3. Verify Coach Response Parsing

Goal: Confirm that coach feedback extraction works correctly in planning mode.

Current implementation:

  1. Coach feedback extraction uses g3_core::feedback_extraction::extract_coach_feedback() (called at planner.rs ~line 695).

  2. The extraction tries multiple sources in order:

    • FeedbackSource::SessionLog - from session log JSON file
    • FeedbackSource::NativeToolCall - from native tool call JSON in response
    • FeedbackSource::ConversationHistory - from conversation history
    • FeedbackSource::TaskResultResponse - from TaskResult parsing
    • FeedbackSource::DefaultFallback - default message
  3. Planning mode displays the extraction source:

    📝 Coach feedback extracted from SessionLog: 1234 chars
    

Verification approach:

  1. Manual verification steps:

    • Run a planning mode session through at least one coach/player cycle
    • Observe the feedback extraction message and confirm it shows a valid source (preferably SessionLog or NativeToolCall, not DefaultFallback)
    • Verify the first 25 lines of feedback are displayed correctly
    • Confirm IMPLEMENTATION_APPROVED detection works when coach approves
  2. Existing test coverage:

    • g3-core/src/feedback_extraction.rs has comprehensive unit tests:
      • test_extract_balanced_json_* - JSON parsing
      • test_try_extract_json_tool_call - tool call extraction
      • test_is_final_output_tool_call_* - detecting final_output calls
      • test_extracted_feedback_is_approved - approval detection

Required action:

  • No code changes needed if parsing is working correctly.
  • If DefaultFallback is observed frequently during manual testing, investigate why earlier extraction methods are failing and document findings.

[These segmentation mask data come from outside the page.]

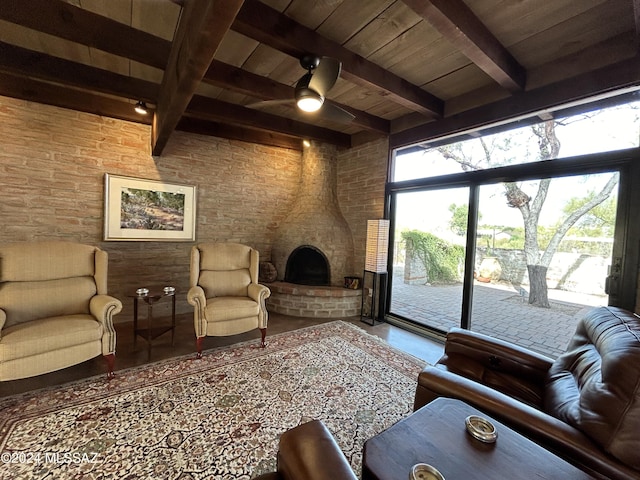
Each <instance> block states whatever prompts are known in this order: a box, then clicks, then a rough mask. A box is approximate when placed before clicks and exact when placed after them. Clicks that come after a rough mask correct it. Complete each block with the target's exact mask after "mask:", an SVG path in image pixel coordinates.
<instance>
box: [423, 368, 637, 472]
mask: <svg viewBox="0 0 640 480" xmlns="http://www.w3.org/2000/svg"><path fill="white" fill-rule="evenodd" d="M424 373H428V375H424V374H421V375H420V379H419V385H418V389H420V388H424V389H427V390H429V391H431V392H434V393H435V396H442V397H449V398H457V399H459V400H462V401H464V402H466V403H468V404H469V405H472V406H474V407H476V408H477V409H479V410H481V411H483V412H486V413H487V414H488V415H490V416H492V417H494V418H495V419H496V420H499V421H500V422H503V423H505V424H506V425H507V426H509V427H511V428H513V429H514V430H516V431H517V432H519V433H520V434H522V435H524V436H526V437H529V438H531V439H533V440H534V441H536V442H537V443H539V444H540V445H542V446H543V447H544V448H547V449H549V450H551V451H553V452H554V453H556V454H557V455H559V456H561V457H563V458H564V459H565V460H567V461H569V462H571V463H574V464H577V465H578V466H579V467H580V468H582V469H585V470H587V471H589V473H591V474H592V475H595V476H596V477H597V478H602V476H601V474H604V475H606V476H607V478H613V479H624V478H640V475H639V473H638V472H637V471H634V470H633V469H631V468H629V467H626V466H624V465H623V464H621V463H620V462H619V461H617V460H616V459H614V458H613V457H611V456H609V455H607V454H606V453H605V452H604V451H603V450H602V449H601V448H600V447H599V446H598V445H596V444H595V443H594V442H592V441H591V440H590V439H589V438H588V437H587V436H586V435H584V434H583V433H582V432H580V431H579V430H577V429H576V428H574V427H572V426H571V425H569V424H567V423H565V422H563V421H561V420H559V419H557V418H555V417H552V416H551V415H548V414H546V413H544V412H542V411H540V410H538V409H536V408H534V407H531V406H529V405H527V404H525V403H522V402H520V401H518V400H516V399H514V398H511V397H509V396H508V395H505V394H503V393H501V392H498V391H497V390H494V389H492V388H489V387H487V386H485V385H482V384H479V383H477V382H475V381H473V380H469V379H467V378H464V377H461V376H460V375H456V374H454V373H451V372H448V371H446V370H443V369H441V368H436V367H427V369H425V371H424ZM595 472H598V473H595Z"/></svg>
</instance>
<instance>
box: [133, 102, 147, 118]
mask: <svg viewBox="0 0 640 480" xmlns="http://www.w3.org/2000/svg"><path fill="white" fill-rule="evenodd" d="M134 110H135V111H136V113H139V114H140V115H146V114H147V113H149V110H148V109H147V104H146V103H144V102H143V101H142V100H140V101H138V103H136V106H135V108H134Z"/></svg>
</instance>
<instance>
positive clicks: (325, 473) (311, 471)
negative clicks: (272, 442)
mask: <svg viewBox="0 0 640 480" xmlns="http://www.w3.org/2000/svg"><path fill="white" fill-rule="evenodd" d="M277 462H278V467H277V471H276V472H272V473H265V474H263V475H260V476H259V477H255V480H258V479H259V480H357V477H356V476H355V474H354V473H353V470H352V469H351V466H350V465H349V462H347V459H346V457H345V456H344V454H343V453H342V450H340V447H339V446H338V444H337V443H336V441H335V439H334V438H333V435H331V432H330V431H329V430H328V429H327V427H325V425H324V424H323V423H322V422H321V421H320V420H313V421H311V422H307V423H303V424H302V425H299V426H297V427H295V428H292V429H291V430H288V431H286V432H285V433H283V434H282V436H281V437H280V443H279V445H278V459H277Z"/></svg>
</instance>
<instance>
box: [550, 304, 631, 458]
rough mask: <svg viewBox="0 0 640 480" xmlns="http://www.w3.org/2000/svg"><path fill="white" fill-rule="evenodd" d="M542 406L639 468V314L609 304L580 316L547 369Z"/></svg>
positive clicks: (590, 310) (605, 447)
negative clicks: (564, 344) (574, 334)
mask: <svg viewBox="0 0 640 480" xmlns="http://www.w3.org/2000/svg"><path fill="white" fill-rule="evenodd" d="M544 408H545V411H546V412H547V413H550V414H551V415H554V416H555V417H557V418H559V419H560V420H563V421H564V422H566V423H568V424H570V425H572V426H574V427H575V428H577V429H579V430H581V431H582V432H584V433H585V434H586V435H588V436H589V437H590V438H591V439H592V440H594V441H595V442H596V443H598V444H599V445H601V446H602V448H603V449H604V450H605V451H607V452H608V453H610V454H611V455H613V456H615V457H616V458H618V459H619V460H621V461H622V462H624V463H626V464H627V465H630V466H632V467H634V468H636V469H640V455H638V451H637V449H638V432H640V320H639V319H638V318H637V317H636V316H634V315H633V314H632V313H630V312H627V311H625V310H622V309H619V308H614V307H601V308H596V309H592V310H590V311H589V312H588V313H587V314H586V315H585V316H583V317H582V319H581V321H580V323H579V324H578V327H577V329H576V333H575V335H574V337H573V339H572V340H571V342H570V344H569V347H568V349H567V351H566V352H565V353H564V354H562V355H561V356H560V357H558V358H557V359H556V361H555V362H554V363H553V365H552V367H551V369H550V370H549V374H548V377H547V386H546V389H545V399H544Z"/></svg>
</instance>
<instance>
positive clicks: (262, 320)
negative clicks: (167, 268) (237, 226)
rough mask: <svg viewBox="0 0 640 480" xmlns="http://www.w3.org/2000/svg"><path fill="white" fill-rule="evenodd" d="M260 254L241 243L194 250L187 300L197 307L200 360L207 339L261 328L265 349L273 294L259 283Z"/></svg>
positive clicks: (197, 348)
mask: <svg viewBox="0 0 640 480" xmlns="http://www.w3.org/2000/svg"><path fill="white" fill-rule="evenodd" d="M258 260H259V259H258V251H257V250H255V249H253V248H251V247H248V246H246V245H241V244H239V243H201V244H199V245H196V246H194V247H192V249H191V275H190V280H189V284H190V287H191V288H189V292H188V294H187V300H188V301H189V303H190V304H191V305H193V307H194V312H193V321H194V326H195V330H196V348H197V351H198V358H200V357H201V356H202V341H203V339H204V337H205V336H214V337H220V336H228V335H237V334H239V333H244V332H248V331H250V330H253V329H255V328H259V329H260V331H261V333H262V342H261V346H262V347H264V346H265V345H266V343H265V336H266V334H267V321H268V314H267V309H266V305H265V302H266V299H267V298H269V296H270V295H271V291H270V290H269V289H268V288H267V287H265V286H264V285H260V284H259V283H258Z"/></svg>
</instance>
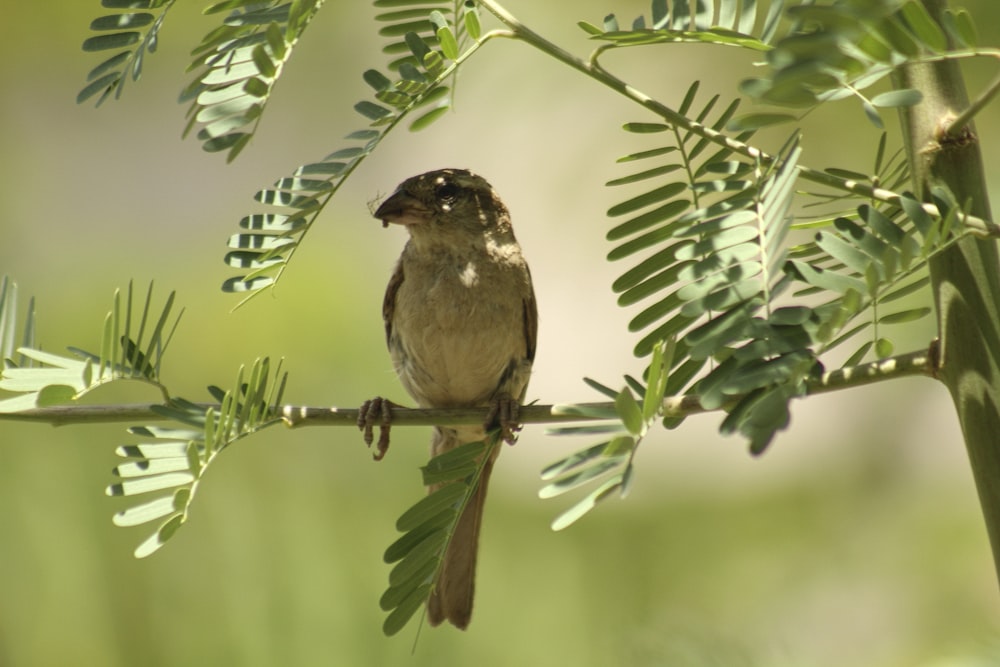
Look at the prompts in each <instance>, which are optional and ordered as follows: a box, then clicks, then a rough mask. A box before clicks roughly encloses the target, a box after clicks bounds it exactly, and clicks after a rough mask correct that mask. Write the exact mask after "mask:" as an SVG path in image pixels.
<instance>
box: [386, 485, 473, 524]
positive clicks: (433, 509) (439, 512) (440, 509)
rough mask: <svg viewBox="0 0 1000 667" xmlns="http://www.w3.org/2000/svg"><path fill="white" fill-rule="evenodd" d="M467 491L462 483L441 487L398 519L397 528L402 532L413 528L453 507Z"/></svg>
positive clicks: (411, 507)
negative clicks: (448, 508) (440, 487)
mask: <svg viewBox="0 0 1000 667" xmlns="http://www.w3.org/2000/svg"><path fill="white" fill-rule="evenodd" d="M465 491H466V487H465V486H464V485H462V484H447V485H445V486H443V487H441V488H440V489H438V490H437V491H435V492H434V493H431V494H430V495H428V496H426V497H425V498H424V499H423V500H421V501H420V502H418V503H417V504H416V505H414V506H413V507H411V508H410V509H408V510H407V511H406V512H404V513H403V515H402V516H400V517H399V519H397V520H396V530H398V531H400V532H406V531H408V530H413V529H414V528H416V527H417V526H419V525H421V524H422V523H424V522H425V521H426V520H427V519H429V518H430V517H433V516H436V515H438V514H439V513H440V512H441V511H442V510H444V509H446V508H451V507H453V506H454V505H455V503H456V501H457V500H459V499H460V498H462V497H463V496H464V495H465Z"/></svg>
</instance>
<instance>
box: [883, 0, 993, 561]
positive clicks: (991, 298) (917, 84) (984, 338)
mask: <svg viewBox="0 0 1000 667" xmlns="http://www.w3.org/2000/svg"><path fill="white" fill-rule="evenodd" d="M923 2H924V6H925V7H927V9H928V11H929V12H930V13H931V15H932V16H933V17H935V18H936V19H938V22H939V24H940V17H941V15H942V11H943V9H944V6H945V3H944V2H942V1H941V0H923ZM897 83H898V85H900V86H901V87H905V88H916V89H917V90H920V91H921V92H922V93H923V95H924V99H923V101H922V102H921V103H920V104H918V105H916V106H914V107H910V108H908V109H904V110H903V112H902V119H903V126H904V136H905V141H906V143H907V145H906V148H907V153H908V155H909V160H910V166H911V168H912V176H913V182H914V187H915V189H916V192H918V193H919V194H920V195H921V196H923V197H924V198H926V197H927V194H928V190H929V186H930V185H932V184H934V183H944V184H946V185H947V186H948V187H949V188H950V189H951V191H952V192H953V193H954V194H955V197H956V199H957V200H958V202H959V203H964V202H971V210H970V213H971V214H972V215H975V216H978V217H980V218H982V219H984V220H992V219H993V218H992V215H991V213H990V204H989V197H988V195H987V189H986V182H985V178H984V171H983V163H982V155H981V152H980V140H979V136H978V135H977V134H976V131H975V127H974V126H972V125H969V126H967V127H965V128H961V129H959V130H958V131H957V132H955V133H953V134H950V135H947V136H946V135H944V133H943V129H944V128H945V127H946V124H947V123H948V120H949V118H952V117H954V116H955V115H956V114H957V113H958V112H960V111H961V110H963V109H964V108H965V107H966V106H968V95H967V93H966V90H965V84H964V82H963V80H962V75H961V71H960V69H959V66H958V63H957V62H955V61H943V62H934V63H925V64H919V65H911V66H909V67H905V68H904V69H903V70H902V71H901V72H900V74H899V76H898V78H897ZM930 272H931V285H932V289H933V290H934V298H935V303H936V305H937V314H938V326H939V332H940V366H939V368H940V372H939V377H940V379H941V380H942V381H943V382H944V384H945V385H946V386H947V387H948V391H949V392H950V393H951V397H952V400H953V401H954V403H955V409H956V410H957V412H958V419H959V422H960V424H961V428H962V434H963V436H964V438H965V445H966V449H967V450H968V453H969V461H970V463H971V465H972V473H973V477H974V478H975V483H976V488H977V491H978V493H979V500H980V503H981V505H982V509H983V517H984V519H985V520H986V528H987V531H988V533H989V538H990V544H991V546H992V550H993V560H994V564H995V565H996V568H997V573H998V576H1000V405H998V402H1000V311H998V302H1000V261H998V254H997V244H996V242H995V241H994V240H992V239H991V240H980V239H977V238H974V237H969V238H965V239H963V240H962V241H961V242H959V243H958V244H956V245H955V246H952V247H951V248H949V249H948V250H947V251H945V252H944V253H942V254H941V255H939V256H938V257H936V258H935V259H934V260H933V261H932V262H931V264H930Z"/></svg>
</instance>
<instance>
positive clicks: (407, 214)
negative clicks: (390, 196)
mask: <svg viewBox="0 0 1000 667" xmlns="http://www.w3.org/2000/svg"><path fill="white" fill-rule="evenodd" d="M430 216H431V212H430V210H428V208H427V207H426V206H424V205H423V204H421V203H420V201H419V200H418V199H417V198H416V197H413V196H411V195H409V194H407V193H406V192H405V191H404V190H396V192H394V193H393V194H392V196H391V197H389V198H388V199H386V200H385V201H384V202H382V205H381V206H379V207H378V210H376V211H375V217H376V218H378V219H379V220H381V221H382V226H383V227H388V226H389V223H390V222H394V223H396V224H398V225H419V224H421V223H423V222H425V221H426V220H427V219H428V218H429V217H430Z"/></svg>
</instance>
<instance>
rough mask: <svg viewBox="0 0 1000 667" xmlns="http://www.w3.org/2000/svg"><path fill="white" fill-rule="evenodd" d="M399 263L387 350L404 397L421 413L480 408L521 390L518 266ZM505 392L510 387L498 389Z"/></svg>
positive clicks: (521, 377) (524, 348) (521, 317)
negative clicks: (394, 365) (398, 283)
mask: <svg viewBox="0 0 1000 667" xmlns="http://www.w3.org/2000/svg"><path fill="white" fill-rule="evenodd" d="M428 259H429V261H427V259H424V258H421V257H407V256H406V255H405V254H404V257H403V260H402V261H403V267H402V268H403V274H404V276H405V277H404V280H403V283H402V285H400V288H399V292H398V293H397V295H396V301H395V306H394V312H393V321H392V337H393V338H395V339H396V340H395V341H392V340H390V348H391V352H392V356H393V360H394V362H395V364H396V368H397V372H398V373H399V376H400V379H401V380H402V382H403V384H404V386H405V387H406V389H407V391H409V392H410V394H411V395H412V396H413V397H414V399H416V401H417V402H418V403H419V404H421V405H423V406H428V407H431V406H433V407H447V406H459V405H482V404H485V403H487V402H489V401H490V400H491V399H492V398H493V397H494V396H496V395H497V394H498V393H499V392H507V393H510V394H511V395H513V396H515V397H516V396H517V395H518V394H520V393H521V392H522V390H523V389H524V385H525V384H526V383H527V374H526V371H525V372H523V373H522V372H521V371H520V370H519V367H520V366H525V368H527V367H528V365H529V364H528V362H527V360H526V355H527V349H526V346H527V344H526V341H525V340H524V324H523V321H522V320H523V317H524V314H523V309H524V306H523V302H524V299H525V298H526V295H525V294H524V290H525V289H528V290H530V282H529V280H530V279H529V278H528V277H527V269H526V268H525V267H524V266H523V262H521V263H520V264H518V263H511V262H507V263H503V262H500V263H498V262H496V261H494V260H492V258H490V257H489V256H478V255H477V254H470V255H465V256H450V257H447V258H442V257H436V258H433V257H432V258H428ZM505 384H510V385H511V386H503V385H505Z"/></svg>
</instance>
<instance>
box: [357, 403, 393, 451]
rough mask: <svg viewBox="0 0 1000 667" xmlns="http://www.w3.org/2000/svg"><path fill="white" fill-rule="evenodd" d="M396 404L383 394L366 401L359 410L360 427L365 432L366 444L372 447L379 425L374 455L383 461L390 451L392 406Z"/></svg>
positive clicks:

4. Optional: Add Integration Test for Retry + Feedback Flow

Goal: Create a lightweight integration test that verifies the retry and feedback extraction machinery works together.

Scope: Only implement if time permits and manual verification reveals issues.

Approach:

  1. Create a test in crates/g3-planner/tests/ that:

    • Mocks an LLM provider that returns a final_output tool call
    • Verifies extract_coach_feedback() successfully extracts the feedback
    • Optionally simulates a recoverable error to test retry logic
  2. This test should NOT require actual API calls or network access.